With so many of us relying on social media for our daily communication, it may seem there’s no need to refine our writing skills, or to expand our vocabularies. After all, on an average day all we need are the latest shortcuts for texting and tweeting.
But what if you’re applying for a new job? Or you’re needing to write a comprehensive report or deliver a dynamic speech? And how can you increase your odds of impressing potential financial backers who have requested a business plan or executive summary?
You may be wishing you’d listened to those boring lectures during English classes in school! For even if you hire a professional writer or business analyst, you have to oversee their output.
Now I’m not suggesting you labor over vocabulary-building exercises or memorize complicated rules of grammar.

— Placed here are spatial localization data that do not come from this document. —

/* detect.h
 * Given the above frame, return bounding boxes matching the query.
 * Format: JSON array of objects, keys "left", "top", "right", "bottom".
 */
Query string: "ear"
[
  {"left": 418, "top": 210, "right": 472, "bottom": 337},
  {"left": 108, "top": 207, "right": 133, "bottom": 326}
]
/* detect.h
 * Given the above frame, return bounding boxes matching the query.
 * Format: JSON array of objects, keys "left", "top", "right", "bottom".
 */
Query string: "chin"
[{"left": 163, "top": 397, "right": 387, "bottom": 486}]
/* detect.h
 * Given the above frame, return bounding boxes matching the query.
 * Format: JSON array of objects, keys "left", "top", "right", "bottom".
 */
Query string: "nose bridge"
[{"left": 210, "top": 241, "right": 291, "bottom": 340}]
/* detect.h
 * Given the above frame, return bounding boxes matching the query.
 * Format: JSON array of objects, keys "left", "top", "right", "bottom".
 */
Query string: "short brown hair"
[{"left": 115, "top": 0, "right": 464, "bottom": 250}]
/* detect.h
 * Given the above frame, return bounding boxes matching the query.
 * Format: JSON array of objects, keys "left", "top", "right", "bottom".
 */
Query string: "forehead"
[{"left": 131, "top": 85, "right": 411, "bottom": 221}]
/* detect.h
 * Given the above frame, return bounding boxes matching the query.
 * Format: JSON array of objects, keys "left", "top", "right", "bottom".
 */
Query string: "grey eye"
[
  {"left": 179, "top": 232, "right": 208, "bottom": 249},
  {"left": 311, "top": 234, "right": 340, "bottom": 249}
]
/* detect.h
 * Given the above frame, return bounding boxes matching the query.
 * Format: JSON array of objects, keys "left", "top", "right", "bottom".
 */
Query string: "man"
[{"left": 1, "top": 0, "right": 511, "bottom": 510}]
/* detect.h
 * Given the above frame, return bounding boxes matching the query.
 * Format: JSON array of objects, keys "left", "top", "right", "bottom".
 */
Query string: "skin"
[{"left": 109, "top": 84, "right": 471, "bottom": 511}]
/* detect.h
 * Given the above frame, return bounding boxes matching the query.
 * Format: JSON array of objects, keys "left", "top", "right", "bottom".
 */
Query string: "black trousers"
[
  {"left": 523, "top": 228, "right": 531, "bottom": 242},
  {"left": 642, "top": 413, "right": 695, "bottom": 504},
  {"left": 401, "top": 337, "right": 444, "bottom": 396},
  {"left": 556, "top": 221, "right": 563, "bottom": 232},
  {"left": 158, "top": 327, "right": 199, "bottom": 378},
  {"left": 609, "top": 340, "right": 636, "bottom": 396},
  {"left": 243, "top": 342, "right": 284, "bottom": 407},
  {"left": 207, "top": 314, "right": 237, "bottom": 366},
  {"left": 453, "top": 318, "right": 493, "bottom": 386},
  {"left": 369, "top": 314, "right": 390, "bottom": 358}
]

You can even forget dictionaries, thesauruses and grammar cramming books. But what you must be able to do is ask questions…requesting information from search engines and appropriately interacting with the professionals you have chosen to help you.
Of course, words are the foundation of any writing project. But utilizing correct vocabulary is only part of the process of producing a successful verbal vehicle. Effective authors also stimulate a viewer’s senses through the sequencing, layout and presentation of words. The visual impact of a word-picture lies in the fonts, size, and colors you employ. Subtleties of texture, accompanying images, and even the platform utilized can increase the chance of success.
These are only a few of the topics I plan to explore in demonstrating how one’s skills in wordsmithing can enhance both our professional and personal living.